16 Insights For My Daughters As They Enter Their Tweens
When they are very small, we give them warmth, snuggles, and in some cases, if we’re lucky, breast milk. Before their first birthdays, we are giving them excuses for why we won’t eat the mushy food they are trying so generously to share with us, and also giving them back their tiny spoons that somehow keep ending up on the floor. As our children grow up, go to school, make friends and test our limits, we try our damnedest to give them nuggets of wisdom at each step along the way, finding random opportunities to casually share with them some of the knowledge we’ve accumulated by making horrendous mistakes living a full life.
While this is not a definitive list of all the insights I intend to bestow upon my daughters as they enter their tween years, here are 16 prominent pieces of information I hope they will let marinate in their brilliant minds as they morph into young adults:
1. You don’t need to eat food out of a box or a bag that’s handed to you out of a tiny window on the side of a building. With a handful of ingredients, a bit of want-to and a few spare moments, you can make just about anything from scratch, especially rich and frothy whipped cream, which requires only three ingredients plus five minutes of very active arm muscles, and is so very worth it, especially when the chocolate chip pancakes you’ve just made from scratch for dinner are still warm. (Sometimes, a box of mac and cheese after a long day is the best option. Just toss some frozen peas in there too to make Grandmom happy.)
2. Those impossibly happy people in commercials, on billboards and in magazine ads are being paid to look that happy. If you don’t need what they are selling—and to be honest, you probably don’t—you do not have to want it or buy it.
3. No matter if my earbuds are in and I’m on my way to the shower after a sweaty run, or if my eyes are peeled on the stoppage time finish of my favorite soccer team’s match, or if I’m still asleep before dawn on a weekend morning—should you have something you need to say, something you need to get off your chest right then in that very moment, I am ready to make you and your voice my top priority. Everything else can and will wait. But if you wake me up to tell me you’re hungry, we’re gonna have a problem.
4. A sensible career may very well pay your bills comfortably, but if your work brings you no joy, then you have every right to switch gears and follow your heart.
5. Your heart may sometimes lead you astray, but no path could ever be more worthwhile.
6. You will undoubtedly encounter rotten people along your path, and they may attempt to cause you harm, but those people are the exceptions to the rule—not the standard. It may be difficult, but please do not judge all by the nasty actions or sour intentions of a few.
7. The good in the world will always outweigh the bad, no matter what the TV, internet or talk radio announcers say.
8. You should never intentionally make anyone’s life more difficult—anyone’s. This means, among many more things, that you should be kind to the waiter who serves you, leave a hotel room in decent shape upon checking out, and put away your shopping cart at the grocery store.
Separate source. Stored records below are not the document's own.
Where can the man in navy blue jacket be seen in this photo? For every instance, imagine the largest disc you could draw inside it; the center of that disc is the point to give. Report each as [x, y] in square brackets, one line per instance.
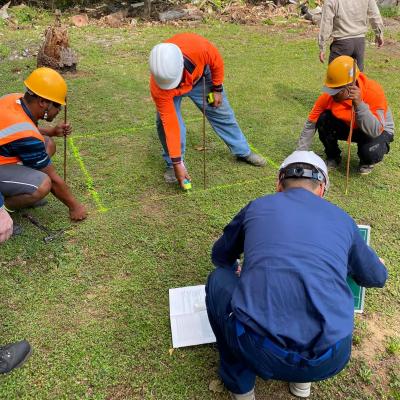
[288, 314]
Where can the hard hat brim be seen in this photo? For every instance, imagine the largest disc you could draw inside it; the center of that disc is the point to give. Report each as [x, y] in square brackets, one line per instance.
[332, 91]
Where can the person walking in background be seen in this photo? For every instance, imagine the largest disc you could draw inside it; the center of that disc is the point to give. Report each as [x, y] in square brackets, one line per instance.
[177, 67]
[346, 23]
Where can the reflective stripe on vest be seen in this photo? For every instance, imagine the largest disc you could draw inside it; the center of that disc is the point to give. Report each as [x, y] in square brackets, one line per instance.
[9, 160]
[15, 124]
[17, 128]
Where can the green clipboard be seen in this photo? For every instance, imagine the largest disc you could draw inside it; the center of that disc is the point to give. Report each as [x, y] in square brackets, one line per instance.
[359, 291]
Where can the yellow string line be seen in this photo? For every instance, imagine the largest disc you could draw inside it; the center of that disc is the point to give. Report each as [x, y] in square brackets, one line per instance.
[189, 193]
[269, 161]
[89, 179]
[122, 130]
[96, 196]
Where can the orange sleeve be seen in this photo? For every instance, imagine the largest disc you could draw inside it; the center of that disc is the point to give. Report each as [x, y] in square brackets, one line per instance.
[216, 63]
[164, 101]
[320, 106]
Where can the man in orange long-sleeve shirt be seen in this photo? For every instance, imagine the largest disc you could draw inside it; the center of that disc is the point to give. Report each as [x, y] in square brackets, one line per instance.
[177, 67]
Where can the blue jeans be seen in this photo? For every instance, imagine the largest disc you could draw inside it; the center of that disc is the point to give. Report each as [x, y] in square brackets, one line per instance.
[222, 119]
[243, 356]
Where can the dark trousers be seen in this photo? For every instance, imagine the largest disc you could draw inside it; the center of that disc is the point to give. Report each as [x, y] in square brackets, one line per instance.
[243, 356]
[370, 150]
[354, 47]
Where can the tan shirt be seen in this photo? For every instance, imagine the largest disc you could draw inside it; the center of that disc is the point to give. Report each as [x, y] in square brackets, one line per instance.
[345, 19]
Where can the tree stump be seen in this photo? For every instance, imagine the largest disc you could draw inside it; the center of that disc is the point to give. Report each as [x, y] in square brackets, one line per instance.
[55, 51]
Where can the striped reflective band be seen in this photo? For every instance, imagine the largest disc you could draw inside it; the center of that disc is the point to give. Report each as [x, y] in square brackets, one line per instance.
[17, 128]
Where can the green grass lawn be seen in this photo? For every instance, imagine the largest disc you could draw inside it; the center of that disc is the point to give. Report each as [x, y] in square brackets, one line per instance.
[94, 304]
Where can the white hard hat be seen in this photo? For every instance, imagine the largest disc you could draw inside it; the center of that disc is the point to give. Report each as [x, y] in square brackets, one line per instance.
[308, 157]
[166, 65]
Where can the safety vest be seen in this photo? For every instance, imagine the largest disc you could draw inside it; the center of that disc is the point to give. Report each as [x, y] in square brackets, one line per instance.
[15, 124]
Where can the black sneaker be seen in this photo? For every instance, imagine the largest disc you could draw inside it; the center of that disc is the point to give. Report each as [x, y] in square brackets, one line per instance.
[14, 355]
[366, 169]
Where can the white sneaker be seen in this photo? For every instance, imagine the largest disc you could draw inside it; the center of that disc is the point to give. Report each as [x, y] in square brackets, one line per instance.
[300, 389]
[245, 396]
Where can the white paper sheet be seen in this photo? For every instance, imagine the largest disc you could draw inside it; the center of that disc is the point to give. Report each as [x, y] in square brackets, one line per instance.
[188, 315]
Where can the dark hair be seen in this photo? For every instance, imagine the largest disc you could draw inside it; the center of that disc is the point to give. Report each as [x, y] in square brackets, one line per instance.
[292, 176]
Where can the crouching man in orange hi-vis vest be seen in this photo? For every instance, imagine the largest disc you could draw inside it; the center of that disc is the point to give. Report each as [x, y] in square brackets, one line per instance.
[26, 172]
[332, 113]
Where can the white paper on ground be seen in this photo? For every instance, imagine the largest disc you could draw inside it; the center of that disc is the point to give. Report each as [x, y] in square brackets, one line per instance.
[188, 315]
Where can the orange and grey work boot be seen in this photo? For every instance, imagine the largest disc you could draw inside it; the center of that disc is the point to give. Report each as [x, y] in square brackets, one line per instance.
[253, 159]
[169, 175]
[300, 389]
[245, 396]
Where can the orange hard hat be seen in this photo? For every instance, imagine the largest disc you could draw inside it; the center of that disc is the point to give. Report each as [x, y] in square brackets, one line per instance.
[340, 72]
[48, 84]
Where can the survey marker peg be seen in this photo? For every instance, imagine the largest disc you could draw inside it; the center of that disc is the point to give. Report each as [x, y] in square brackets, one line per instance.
[354, 70]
Seriously, don’t be lazy—walk the 30 feet and put your damn cart away.
9. Small moments and actions matter more than we might ever fully know, and the world depends on each and every one of them to keep working.
10. Your love of reading will take you far, but it’s absolutely OK to enjoy the movie versions of the stories you hold dear (while still believing that the book was better).
11. College will always be there, but your youth is a ticket you can only cash once. That said, please don’t run off with some dude to “find yourself.” I’ve worked too hard investing in your childhood to suffer such a clichéd fate.
12. You don’t have to drink beer or wine or any other kind of alcohol to be cool or to relax or to be interesting. Your personality does not and will never need liquid enhancement; it’s remarkable as is.
13. If people are taking time out of their day to talk about you behind your back, it proves that you’re already far more interesting than they are.
14. You can love sports every bit as much as a boy might, and you don’t have to wear the pink version of your favorite team(s)’s jersey/T-shirt/logo.
15. Sports and science and math and engineering and action movies and Star Wars Legos and comic books and stand-up comedy and fart jokes and magic tricks and race cars are not only for boys, even though it may appear that way sometimes.
16. If you love something deeply and want desperately to participate in it, you may need to elbow your way in for a seat at the proverbial table. Elbow away, darling.
In reality, there are probably 160 other prominent pieces of information I’d want my daughters to know before, or as they, become young adults and then about 1,600 more I should share between now and when they eventually venture out onto their own, but after a certain point, even a well-meaning dad’s helpful wisdom becomes part of the din that surrounds us all in 2016.
My daughters will discover, soon enough, that there’s never been a worse-better time to be a young woman in America. Glass ceilings have been, if not shattered, at least raised up quite a bit higher, and yet as we approach having our first female president, there’s still so much ugliness facing girls—from the intentional omission of female Star Wars heroes in our children’s playthings to cat callers roaming the streets, slut shaming, victim blaming and worse. Much worse. That said, we keep going back to No. 7 on the list above. It’s become a mantra for my girls and I, a prayer, a hope and a rock solid belief we must cling to together as they enter their tween years.